Recognition of car plate number is performed by a camera installed at a service provider's gate facility. If a car license plate number is matched with the detailed car model information of an internal system or external system and the matching is stored in a database, it is possible to group and determine abnormal signs that are specific to the car that has entered and exited the gate according to the car model, thereby recognizing abnormal signs that are due to the car model characteristics or that are due to the specific car, and using the abnormal signs as a targeted data.


The car model information inquiry unit 104 obtains a license plate number of the car and retrieves the car model information. From the number recognized by a camera installed in a gate facility, the car model information of the car is obtained from the additional information provider or public information API.


That is to say, after reading the number for example, ‘12GA1234’, the car model information inquiry unit 104 obtains a subdivided classification information such as ‘vehicle identification number (VIN)=KN12345678A123456; Brand=Hyundai; Model=Grandeur IG; trim=3.0; Gasoline; Detailed Trim=Exclusive Special; transmission-auto; drive=front wheel; Model=2017 model year; Production=February 2019; Model Name=HG4EBK-G; Ride Capacity=5; Prime mover type=G6DG; Displacement=2999; body length=4920; body width=1860; airbag-advance; option=around view; Tires=19 inches; sunroof=Y’.


The acoustic information pre-processing unit 105 digitizes the collected acoustic signals to generate an acoustic information data. Specifically, the acoustic information pre-processing unit 105 generates the acoustic information data composed of frequency components generated from mechanical devices of the car by performing Fourier transform and a noise removal processing on the collected acoustic signals as shown in FIGS. 5 to 7.

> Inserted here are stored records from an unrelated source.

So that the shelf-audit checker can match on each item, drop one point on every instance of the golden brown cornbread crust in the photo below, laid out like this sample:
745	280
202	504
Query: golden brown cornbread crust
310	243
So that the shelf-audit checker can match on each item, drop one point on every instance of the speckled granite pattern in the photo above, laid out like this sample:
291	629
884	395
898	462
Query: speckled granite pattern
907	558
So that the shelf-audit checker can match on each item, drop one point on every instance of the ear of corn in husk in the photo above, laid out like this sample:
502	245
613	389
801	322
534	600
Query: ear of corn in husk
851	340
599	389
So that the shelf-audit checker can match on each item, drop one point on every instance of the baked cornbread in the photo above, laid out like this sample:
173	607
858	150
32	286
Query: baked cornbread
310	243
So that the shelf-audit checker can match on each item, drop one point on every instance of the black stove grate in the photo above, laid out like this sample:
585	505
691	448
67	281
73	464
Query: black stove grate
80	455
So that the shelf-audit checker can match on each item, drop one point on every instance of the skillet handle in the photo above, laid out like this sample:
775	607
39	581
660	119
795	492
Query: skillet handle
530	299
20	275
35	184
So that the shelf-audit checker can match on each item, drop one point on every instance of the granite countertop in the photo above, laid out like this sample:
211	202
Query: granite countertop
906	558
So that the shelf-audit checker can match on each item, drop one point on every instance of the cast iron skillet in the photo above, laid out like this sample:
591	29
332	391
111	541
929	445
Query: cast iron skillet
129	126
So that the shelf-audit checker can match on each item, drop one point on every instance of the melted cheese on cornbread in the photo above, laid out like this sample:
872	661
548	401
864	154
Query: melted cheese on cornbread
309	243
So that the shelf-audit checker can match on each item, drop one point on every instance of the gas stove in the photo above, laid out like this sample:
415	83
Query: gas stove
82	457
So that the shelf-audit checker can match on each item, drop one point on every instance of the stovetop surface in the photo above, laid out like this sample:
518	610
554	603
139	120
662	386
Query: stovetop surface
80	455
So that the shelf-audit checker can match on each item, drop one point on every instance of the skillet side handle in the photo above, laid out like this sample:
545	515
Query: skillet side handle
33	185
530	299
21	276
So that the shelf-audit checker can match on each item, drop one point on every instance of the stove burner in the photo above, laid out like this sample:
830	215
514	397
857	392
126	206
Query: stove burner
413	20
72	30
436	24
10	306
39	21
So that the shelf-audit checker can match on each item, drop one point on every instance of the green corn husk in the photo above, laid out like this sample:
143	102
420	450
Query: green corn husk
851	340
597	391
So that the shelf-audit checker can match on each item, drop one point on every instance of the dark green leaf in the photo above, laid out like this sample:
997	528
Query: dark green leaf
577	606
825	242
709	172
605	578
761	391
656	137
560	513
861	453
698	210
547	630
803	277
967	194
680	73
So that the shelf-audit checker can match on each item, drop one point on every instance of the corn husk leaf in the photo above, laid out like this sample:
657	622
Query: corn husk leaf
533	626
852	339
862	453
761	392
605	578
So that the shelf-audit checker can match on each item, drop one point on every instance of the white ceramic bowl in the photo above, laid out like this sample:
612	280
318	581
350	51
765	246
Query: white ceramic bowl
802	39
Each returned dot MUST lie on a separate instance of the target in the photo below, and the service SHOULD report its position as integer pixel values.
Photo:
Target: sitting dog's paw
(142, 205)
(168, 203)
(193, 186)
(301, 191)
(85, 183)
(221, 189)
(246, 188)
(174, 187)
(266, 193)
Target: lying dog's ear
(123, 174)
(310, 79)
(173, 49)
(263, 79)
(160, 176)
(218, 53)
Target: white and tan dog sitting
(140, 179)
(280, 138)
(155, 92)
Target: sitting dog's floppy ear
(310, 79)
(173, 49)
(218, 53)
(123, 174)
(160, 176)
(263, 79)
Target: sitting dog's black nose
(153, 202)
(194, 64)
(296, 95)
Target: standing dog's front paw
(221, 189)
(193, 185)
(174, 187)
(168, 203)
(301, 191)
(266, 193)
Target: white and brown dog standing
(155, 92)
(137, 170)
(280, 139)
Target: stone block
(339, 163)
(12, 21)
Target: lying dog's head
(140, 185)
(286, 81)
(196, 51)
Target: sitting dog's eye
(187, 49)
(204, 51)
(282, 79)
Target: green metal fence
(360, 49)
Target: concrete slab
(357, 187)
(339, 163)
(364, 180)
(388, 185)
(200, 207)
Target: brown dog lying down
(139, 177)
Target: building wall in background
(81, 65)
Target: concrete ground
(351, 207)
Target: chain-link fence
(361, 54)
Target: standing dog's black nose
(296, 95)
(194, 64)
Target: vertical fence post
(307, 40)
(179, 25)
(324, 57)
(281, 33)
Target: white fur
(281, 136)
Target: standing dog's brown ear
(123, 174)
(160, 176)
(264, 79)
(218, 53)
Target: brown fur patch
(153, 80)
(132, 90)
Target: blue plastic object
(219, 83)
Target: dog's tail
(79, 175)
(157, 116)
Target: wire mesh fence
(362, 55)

The car model information mapping unit 106 maps the acoustic information data with the car model information DB that stores various error case informations for each car model to detect abnormal signs of the car.


The acoustic data analyzer 107 analyzes a pattern of the acoustic information for the acoustic information data generated by the acoustic information pre-processing unit 105 to detect abnormal symptom events 401 to 404 of the car. In this regard, the pattern analysis process of the acoustic information is schematically illustrated in FIGS. 4 to 6.

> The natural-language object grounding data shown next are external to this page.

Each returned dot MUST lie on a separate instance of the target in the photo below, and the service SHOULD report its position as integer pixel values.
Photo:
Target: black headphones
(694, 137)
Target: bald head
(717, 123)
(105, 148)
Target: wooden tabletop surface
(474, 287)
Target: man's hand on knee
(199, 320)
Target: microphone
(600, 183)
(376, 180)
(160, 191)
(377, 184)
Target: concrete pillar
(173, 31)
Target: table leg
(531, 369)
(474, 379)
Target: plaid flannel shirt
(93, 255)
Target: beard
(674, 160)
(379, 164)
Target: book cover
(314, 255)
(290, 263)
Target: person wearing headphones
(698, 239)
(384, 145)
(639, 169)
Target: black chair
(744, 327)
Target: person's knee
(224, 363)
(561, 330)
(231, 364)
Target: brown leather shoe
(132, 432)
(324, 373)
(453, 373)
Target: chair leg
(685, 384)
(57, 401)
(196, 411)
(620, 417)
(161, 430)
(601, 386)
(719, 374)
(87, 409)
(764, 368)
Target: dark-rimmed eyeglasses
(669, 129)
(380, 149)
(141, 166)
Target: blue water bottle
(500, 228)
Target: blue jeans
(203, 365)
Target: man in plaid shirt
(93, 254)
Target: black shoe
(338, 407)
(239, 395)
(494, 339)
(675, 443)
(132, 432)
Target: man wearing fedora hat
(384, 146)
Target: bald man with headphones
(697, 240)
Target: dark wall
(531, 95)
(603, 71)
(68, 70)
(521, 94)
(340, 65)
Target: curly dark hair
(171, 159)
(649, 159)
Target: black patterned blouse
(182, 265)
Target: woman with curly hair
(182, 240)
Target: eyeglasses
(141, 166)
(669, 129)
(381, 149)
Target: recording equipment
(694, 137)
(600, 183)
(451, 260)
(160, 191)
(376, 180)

The acoustic data analyzer 107 is a module that analyzes and processes characteristics of time series acoustic data. As shown in FIG. 3, the acoustic data analyzer 107 includes a normalization and analysis section extraction unit 107a, a frequency (high/middle/low/audible) region extraction unit 107b, a characteristic information processing unit 107c, and a frequency characteristic value storage processing unit 107d for each region, a characteristic value DB for each region 107e, a comparison deviation processing unit 107f, a deviation score visualization processing unit 107g, and a reference data characteristic value DB 107h.


The extraction unit 107b for each frequency (high/middle/low/audible) region removes noise from an input acoustic data and extracts a time interval (usually in seconds) required for a normalization processing and analysis.

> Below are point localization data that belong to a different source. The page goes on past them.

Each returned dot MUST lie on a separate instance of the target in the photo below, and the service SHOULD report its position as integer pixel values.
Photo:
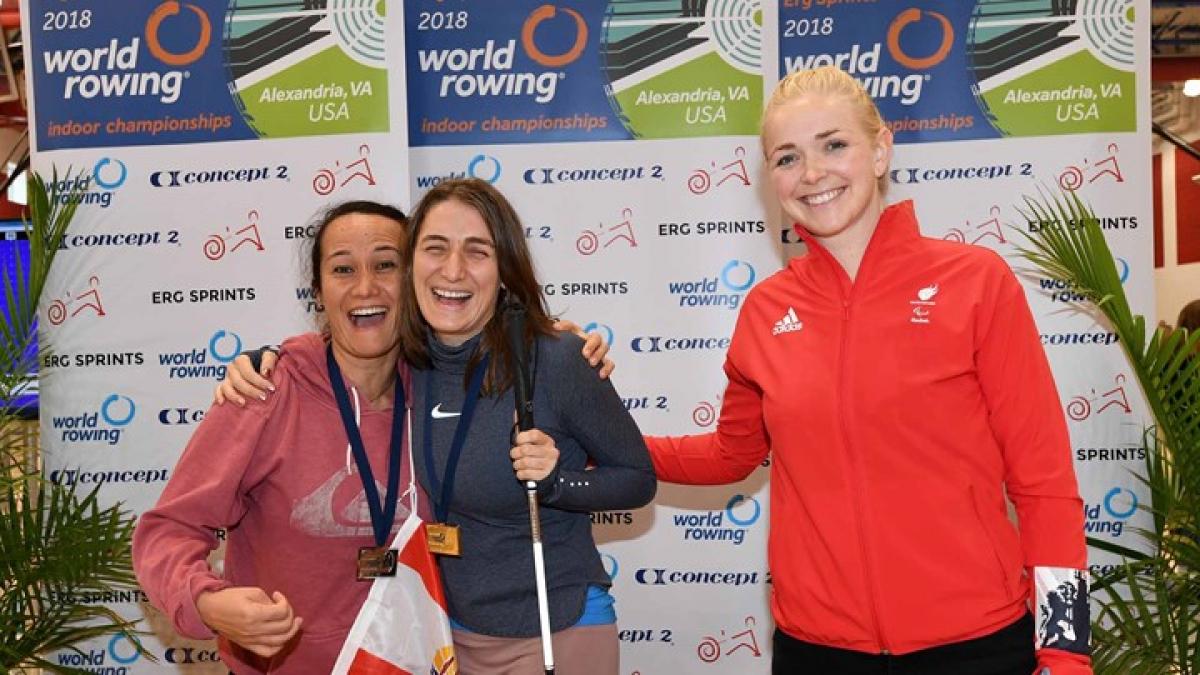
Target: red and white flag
(403, 627)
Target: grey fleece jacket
(490, 589)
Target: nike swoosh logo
(438, 414)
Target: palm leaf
(57, 545)
(1150, 609)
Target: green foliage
(55, 544)
(1150, 616)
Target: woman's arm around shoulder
(726, 455)
(591, 411)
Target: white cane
(521, 394)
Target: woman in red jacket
(901, 389)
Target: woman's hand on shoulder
(241, 381)
(534, 455)
(249, 616)
(595, 350)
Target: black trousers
(1008, 651)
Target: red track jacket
(897, 410)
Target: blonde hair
(829, 81)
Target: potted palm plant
(1149, 620)
(55, 543)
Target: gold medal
(375, 562)
(443, 538)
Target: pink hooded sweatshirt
(280, 477)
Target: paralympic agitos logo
(175, 34)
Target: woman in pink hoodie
(280, 477)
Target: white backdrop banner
(207, 133)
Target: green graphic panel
(309, 99)
(1073, 95)
(672, 105)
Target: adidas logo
(787, 324)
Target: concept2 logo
(112, 71)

The characteristic information processing unit 107c separates the extracted time interval (e.g., 4 second interval data) into low frequency, midrange, high frequency, entire audible frequency region, etc. by frequency region. Here, each frequency region can be varied in various ways depending on the characteristics of the acoustic data and the information to be found.


The characteristic value storage processing unit 107d for each frequency region divides each of the separated frequency regions into a plurality of characteristic elements (for example, about 40 to 70) and stores the characteristic information of the acoustic data for each characteristic in the characteristic value DB 107e for each region. In addition, the characteristic value storage processing unit 107d for each frequency region scores for each region and stores a total value analyzed in the characteristic value DB 107e for each region. In other words, the data separated by the region contains characteristics information of the frequency of a specific region during a specific time period. Here, the characteristic value storage processing unit 107d extracts various characteristics (high, low, upward, downward, periodicity, and non-periodicity of the frequency etc.) of the acoustic data in the corresponding region and stores them in the characteristic value DB 107e for each region.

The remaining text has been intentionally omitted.